Ronald G.: „Der nächste Morgen war gnadenlos.“
Am 21. September stößt ein Reinhard Storch zur Band. Er kommt aus Calbe und
spielt Keyboard. Recht viel Schweiß und Mühe bedarf es jedes Mal, um die schwere
Orgel zu transportieren. 500 Meter wollen per pedes von der Bushaltestelle an der sie
Reinhard empfangen, bis zum Pflegeheim zurückgelegt werden.
Bei den Proben sind auch ehemalige Musikerkollegen wie Ecki Grimpe oder Volker
Ehlert anwesend. Mit letzterem produzieren sie am 29. September eine der letzten
Aufnahmen unter dem Dach. »Session 4« entsteht als fünfundzwanzigminütiges
Mammutwerk. Gemeinsame Erfahrungen garantierten jetzt zum einen Sicherheit,
zum anderen ermöglichen sie, dass sich die Musiker von augenblicklichen
Einfällen leiten lassen können. Auf diese Weise ist das fruchtbare Verhältnis
von Komposition und Improvisation stets gewährleistet. Die Spontanität der
Bandmitglieder ist ein wichtiger Faktor. Volker und Klaus wechseln sich an den
Drums und diversen Perkussionsinstrumenten ab. Herumstehende Waschschüsseln,
Holzschränke, Bierflaschen und Badewannen, werden in einem atemberaubenden
musikalischen Frage- und Antwortspiel mit einbezogen. Micky bedient und vergewaltigt
abwechselnd und parallel Gitarre und Keyboard. Organist Storch sieht nur
fassungslos zu. Bei diesem wüsten und bizarren Improvisationsgelage gibt es nur
einen einzigen ruhenden Punkt: Die souveräne Bassline eines Ronnie Glatzel.

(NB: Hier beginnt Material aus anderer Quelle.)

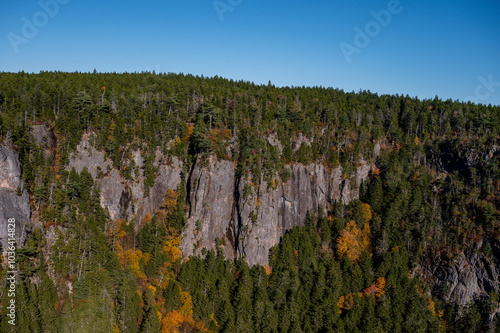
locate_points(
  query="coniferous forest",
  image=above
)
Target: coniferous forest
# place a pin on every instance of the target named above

Als Höhepunkt des Titels lässt Micky sich noch etwas ganz Besonderes einfallen.
Bewaffnet mit zwei frisch von einem Stuhl abgeschlagenen Beinen, (dieser Vorgang
ist ebenfalls auf der Aufnahme zu hören) kriecht Micky theatralisch hinter der Orgel
hervor. Mit der Grimasse eines aus der geschlossenen Anstalt ausgebrochenen Irren
in der manischen Phase, begibt er sich zur Mitte des Dachbodens. Hier hängt ein
überdimensionales, aus dem Kreiskulturhaus entwendetes, Klangröhrenxylophon.